Perturbations¶
After relaxation, ASSYST perturbs structures to populate the training set with off-equilibrium configurations. This notebook walks through the perturbations available in :mod:assyst.perturbations:
:class:
~assyst.perturbations.Rattle– gaussian displacements of atomic positions:class:
~assyst.perturbations.ElementScaledRattle– gaussian displacements with per-element scaling:class:
~assyst.perturbations.Stretch– random affine cell deformation:class:
~assyst.perturbations.Series– chain perturbations together:class:
~assyst.perturbations.RandomChoice– pick between two perturbations at random
Each can be applied directly to a single structure or via :func:~assyst.perturbations.perturb to a stream of structures, optionally filtered.
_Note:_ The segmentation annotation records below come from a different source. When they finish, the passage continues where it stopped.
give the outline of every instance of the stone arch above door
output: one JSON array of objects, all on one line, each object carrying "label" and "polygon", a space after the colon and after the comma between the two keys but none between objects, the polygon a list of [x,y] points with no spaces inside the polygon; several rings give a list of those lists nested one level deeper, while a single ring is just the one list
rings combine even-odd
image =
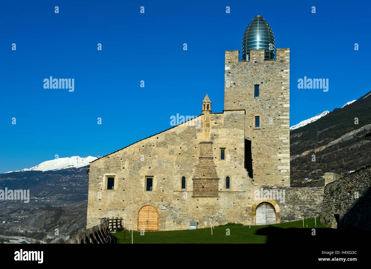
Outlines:
[{"label": "stone arch above door", "polygon": [[279,206],[277,202],[271,199],[260,199],[256,200],[255,203],[251,207],[251,222],[253,225],[256,225],[256,208],[262,203],[268,203],[270,204],[275,208],[276,211],[276,223],[281,223],[281,213]]},{"label": "stone arch above door", "polygon": [[[158,214],[158,230],[161,231],[162,230],[162,212],[161,210],[161,209],[160,208],[160,207],[157,204],[154,203],[152,203],[152,202],[149,202],[148,203],[143,203],[142,204],[140,204],[140,205],[138,206],[135,209],[135,215],[134,216],[134,219],[135,219],[135,223],[138,223],[138,213],[139,213],[139,210],[140,210],[141,209],[145,206],[152,206],[155,208],[156,210],[157,210],[157,213]],[[139,229],[140,230],[140,229]]]}]

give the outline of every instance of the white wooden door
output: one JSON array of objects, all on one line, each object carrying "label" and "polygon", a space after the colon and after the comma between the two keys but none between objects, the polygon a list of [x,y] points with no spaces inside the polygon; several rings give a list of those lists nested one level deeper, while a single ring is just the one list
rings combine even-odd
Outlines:
[{"label": "white wooden door", "polygon": [[263,225],[276,223],[276,210],[269,203],[262,203],[257,206],[255,214],[256,224]]}]

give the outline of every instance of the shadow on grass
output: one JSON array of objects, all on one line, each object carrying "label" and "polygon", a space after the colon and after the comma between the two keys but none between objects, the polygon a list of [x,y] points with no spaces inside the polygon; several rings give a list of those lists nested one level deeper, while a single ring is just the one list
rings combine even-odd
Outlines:
[{"label": "shadow on grass", "polygon": [[[315,235],[312,235],[315,230]],[[354,243],[357,239],[370,238],[371,232],[360,230],[338,230],[328,228],[289,228],[270,226],[257,230],[255,234],[267,236],[267,243],[282,242],[306,243]]]}]

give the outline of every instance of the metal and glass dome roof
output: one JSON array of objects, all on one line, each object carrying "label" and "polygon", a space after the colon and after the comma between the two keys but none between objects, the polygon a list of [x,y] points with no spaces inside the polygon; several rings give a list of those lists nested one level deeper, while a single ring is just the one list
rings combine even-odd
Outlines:
[{"label": "metal and glass dome roof", "polygon": [[[269,50],[269,44],[272,44]],[[250,60],[250,50],[265,50],[264,60],[275,59],[275,37],[268,23],[258,15],[251,21],[242,40],[242,60]]]}]

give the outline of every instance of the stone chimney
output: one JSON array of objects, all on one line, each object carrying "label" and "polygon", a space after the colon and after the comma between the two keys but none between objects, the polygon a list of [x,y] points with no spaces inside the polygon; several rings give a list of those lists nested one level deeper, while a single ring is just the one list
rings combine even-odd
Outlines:
[{"label": "stone chimney", "polygon": [[200,142],[200,156],[193,180],[193,197],[218,197],[219,177],[213,157],[212,142]]}]

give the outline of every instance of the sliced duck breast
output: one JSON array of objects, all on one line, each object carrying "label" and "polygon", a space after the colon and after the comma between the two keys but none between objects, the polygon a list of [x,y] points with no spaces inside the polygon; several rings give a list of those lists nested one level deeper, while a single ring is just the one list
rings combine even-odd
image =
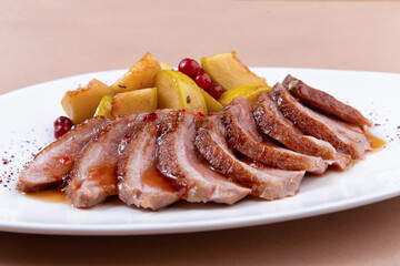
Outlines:
[{"label": "sliced duck breast", "polygon": [[71,171],[83,146],[106,121],[102,116],[89,119],[44,147],[21,171],[17,186],[23,192],[30,192],[60,182]]},{"label": "sliced duck breast", "polygon": [[194,147],[197,115],[176,111],[163,119],[158,139],[157,167],[188,202],[233,204],[250,190],[212,171]]},{"label": "sliced duck breast", "polygon": [[309,86],[303,81],[288,75],[282,83],[291,93],[307,105],[340,117],[351,124],[359,126],[371,126],[372,123],[366,119],[357,109],[337,100],[323,91]]},{"label": "sliced duck breast", "polygon": [[261,132],[287,147],[311,156],[320,156],[341,171],[350,165],[351,157],[349,155],[339,154],[329,142],[304,135],[292,122],[287,120],[269,93],[262,94],[253,104],[252,110],[253,117]]},{"label": "sliced duck breast", "polygon": [[[230,180],[251,190],[251,195],[266,200],[294,195],[304,171],[286,171],[249,164],[234,156],[226,140],[226,129],[218,115],[199,120],[196,146],[210,165]],[[252,166],[253,165],[253,166]]]},{"label": "sliced duck breast", "polygon": [[76,207],[92,207],[117,194],[118,146],[134,126],[137,115],[110,121],[81,152],[66,188],[67,202]]},{"label": "sliced duck breast", "polygon": [[252,117],[250,104],[237,98],[222,111],[227,141],[240,153],[271,167],[303,170],[322,174],[328,164],[317,156],[309,156],[278,146],[258,129]]},{"label": "sliced duck breast", "polygon": [[298,129],[331,143],[337,151],[359,160],[363,158],[366,151],[371,149],[368,137],[359,126],[338,121],[304,106],[280,83],[272,88],[271,98],[283,116]]},{"label": "sliced duck breast", "polygon": [[[118,163],[118,194],[128,205],[159,209],[180,197],[157,168],[158,114],[142,115]],[[140,120],[140,117],[138,117]]]}]

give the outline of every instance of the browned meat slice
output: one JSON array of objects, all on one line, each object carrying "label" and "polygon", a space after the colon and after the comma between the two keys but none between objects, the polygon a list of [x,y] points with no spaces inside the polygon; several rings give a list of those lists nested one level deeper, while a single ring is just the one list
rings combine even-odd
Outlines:
[{"label": "browned meat slice", "polygon": [[283,85],[311,108],[316,108],[359,126],[372,125],[357,109],[340,102],[323,91],[307,85],[301,80],[288,75],[283,80]]},{"label": "browned meat slice", "polygon": [[70,173],[67,202],[76,207],[92,207],[117,194],[118,145],[134,126],[137,115],[109,122],[81,152]]},{"label": "browned meat slice", "polygon": [[87,120],[44,147],[22,170],[18,187],[29,192],[60,182],[72,168],[82,147],[98,133],[104,121],[104,117]]},{"label": "browned meat slice", "polygon": [[352,158],[363,158],[370,143],[359,126],[322,115],[297,101],[280,83],[271,91],[279,110],[306,134],[332,144]]},{"label": "browned meat slice", "polygon": [[128,205],[159,209],[177,202],[179,196],[157,170],[158,114],[140,116],[143,121],[138,122],[118,163],[118,194]]},{"label": "browned meat slice", "polygon": [[171,113],[161,122],[157,167],[189,202],[233,204],[250,190],[212,171],[194,147],[196,115],[189,111]]},{"label": "browned meat slice", "polygon": [[336,158],[336,150],[330,143],[304,135],[281,114],[268,93],[262,94],[258,102],[254,103],[253,116],[258,127],[264,134],[279,141],[287,147],[311,156],[319,156],[323,160]]},{"label": "browned meat slice", "polygon": [[232,181],[251,188],[251,195],[266,200],[292,196],[299,191],[304,171],[286,171],[248,164],[238,160],[224,137],[224,126],[218,115],[198,123],[196,146],[212,167]]},{"label": "browned meat slice", "polygon": [[272,167],[317,174],[322,174],[328,167],[321,157],[297,153],[269,141],[257,129],[250,104],[243,98],[234,99],[223,109],[222,122],[228,143],[252,160]]}]

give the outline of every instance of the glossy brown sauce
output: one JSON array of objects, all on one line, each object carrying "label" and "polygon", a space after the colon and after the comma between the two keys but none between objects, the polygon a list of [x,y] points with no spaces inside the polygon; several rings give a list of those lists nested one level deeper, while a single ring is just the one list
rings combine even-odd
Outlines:
[{"label": "glossy brown sauce", "polygon": [[173,192],[172,187],[164,180],[163,175],[160,171],[158,171],[156,165],[150,165],[150,167],[142,173],[141,184],[143,186],[161,187],[162,190]]},{"label": "glossy brown sauce", "polygon": [[[380,149],[386,146],[387,142],[383,141],[382,139],[379,139],[378,136],[372,135],[371,132],[366,131],[364,134],[368,137],[368,140],[370,141],[372,152],[377,152]],[[352,160],[351,165],[353,166],[354,164],[357,164],[359,162],[360,162],[359,160]],[[110,172],[113,171],[113,170],[111,170],[110,167],[104,166],[102,168],[102,171],[100,171],[100,172],[103,172],[103,171],[109,172],[108,174],[111,174]],[[329,167],[323,174],[318,174],[317,175],[317,174],[307,173],[307,176],[321,177],[321,176],[324,176],[327,173],[329,173],[331,171],[342,172],[342,171],[340,171],[338,168]],[[164,190],[173,191],[173,188],[164,180],[163,175],[157,170],[156,165],[151,165],[146,171],[141,182],[142,182],[143,185],[149,185],[149,186],[154,186],[156,185],[156,186],[159,186],[159,187],[163,187]],[[110,184],[107,184],[107,183],[112,183],[112,182],[104,181],[104,185],[110,185]],[[23,194],[26,196],[28,196],[30,198],[33,198],[33,200],[37,200],[37,201],[49,202],[49,203],[66,203],[66,195],[60,190],[47,190],[47,191],[29,192],[29,193],[23,193]],[[108,204],[113,204],[113,205],[123,205],[124,204],[118,198],[118,196],[112,196],[112,197],[108,198],[106,202]]]},{"label": "glossy brown sauce", "polygon": [[41,202],[66,203],[66,194],[58,190],[28,192],[23,193],[23,195]]}]

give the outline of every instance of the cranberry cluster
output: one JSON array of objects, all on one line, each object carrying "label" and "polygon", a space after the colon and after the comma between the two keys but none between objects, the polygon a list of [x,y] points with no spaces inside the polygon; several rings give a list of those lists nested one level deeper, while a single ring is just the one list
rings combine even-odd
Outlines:
[{"label": "cranberry cluster", "polygon": [[194,82],[212,98],[220,99],[222,95],[222,88],[212,83],[211,78],[201,68],[200,64],[193,59],[183,59],[178,65],[178,70],[183,74],[189,75]]},{"label": "cranberry cluster", "polygon": [[59,139],[72,127],[73,123],[69,117],[60,116],[54,121],[54,136]]}]

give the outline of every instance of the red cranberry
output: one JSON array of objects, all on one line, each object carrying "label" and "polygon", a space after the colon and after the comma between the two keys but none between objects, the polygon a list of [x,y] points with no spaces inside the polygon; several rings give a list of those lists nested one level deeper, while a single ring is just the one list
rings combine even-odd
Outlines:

from assyst.perturbations import (
Rattle,
ElementScaledRattle,
Stretch,
Series,
RandomChoice,
perturb,
)
from assyst.filters import DistanceFilter
from ase.build import bulk
import numpy as np
Reference structure¶
We use a 2x2x2 Cu super cell as the starting point. All perturbations operate in place on a copy of the input, so we always pass a fresh copy when comparing results.
ref = bulk('Cu', 'fcc', a=3.6, cubic=True).repeat(2)
ref.info['source'] = 'reference'
print(f'natoms = {len(ref)}')
print(f'volume = {ref.get_volume():.3f} A^3')
natoms = 32
volume = 373.248 A^3
Rattle¶
Displace each atom by a gaussian-random vector with standard deviation sigma (in A). Use this to sample short-wavelength phonon-like distortions.
The rng argument accepts either an integer seed or a :class:numpy.random.Generator; passing a seed makes the perturbation reproducible.
Rattling a structure with a single atom is meaningless because of the periodic boundary, so the underlying :func:~assyst.perturbations.rattle raises ValueError. Set create_supercells=True to automatically replicate to 2x2x2 first.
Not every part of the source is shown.